In just over five years, Health Care Without Harm - Asia has caused a major shift in the attitudes of health institutions, workers, manufacturers and the government towards the use of mercury in medical instruments and the shift from burning of medical waste to the promotion of non-burn treatment technologies.  

Our successes include:

  • Securing national policies to phase out mercury-based medical devices
  • The organization held dialogues with local government units and encouraged hospitals and healthcare centers to switch to safer alternatives. We also collaborated on an administrative order mandating the gradual phasing-out of mercury-containing devices from all Philippine hospitals by 2010. 
  • The Philippines was the first Southeast Asian - and the first developing - country to have a national legislation on mercury phase-out.
  • The closure of thousands of medical waste incinerators and promoting safer waste management 
  • The Philippines is also the first country to ban the use of incinerators. The country spearheaded the documentation of a national government mass immunization project that demonstrated the viability of waste management without incineration. 
  • Our Health Waste Assessment Project (HWAP) in Manila and Baguio, on the other hand, documented the safe waste management practices of local hospitals, providing a model to other hospitals around the world.

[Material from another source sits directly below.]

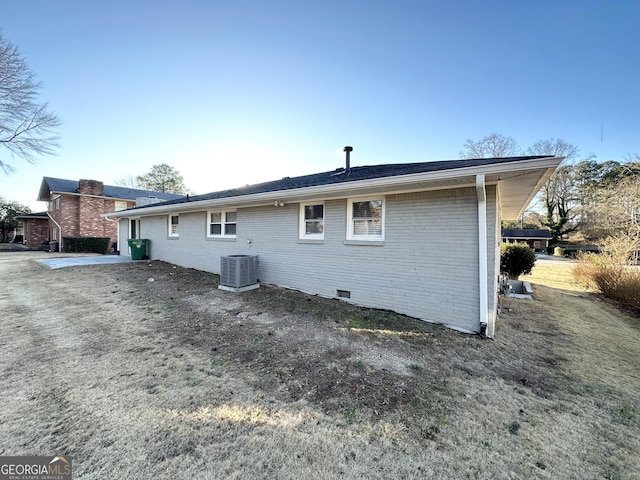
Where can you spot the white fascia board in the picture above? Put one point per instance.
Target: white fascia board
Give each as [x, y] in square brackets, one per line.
[346, 188]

  • Influencing the government to adopt environmentally-sound health policies 
  • Given the dialogue surrounding the hazards of mercury, the Philippine Health Insurance Corporation (PhilHealth), the country's government health insurance provider announced it would no longer accredit hospitals which continue to use mercury-based devices. It’s a far cry from the outdated 2009 Philippine General Appropriations Act, which allocated Php 13.2 million for purchase of mercury thermometers in government-run hospitals.
  • HCWH-Asia also initiated more sound procurement procedures. These steps were implemented to ensure that the country did not become a dumpsite for other country’s rejected medical devices. In 2008, the Philippine congress cancelled payment for an onerous 1997 loan on 26 medical waste incinerators from Austria that had been decommissioned following a law banning the use of incinerators nationwide. In 2009, close to fifty congressmen signed the petition calling the Austrian parliament to cancel the loan.
  • On that same year, Php 100 million was allocated towards the purchase of an alternative medical waste treatment facility.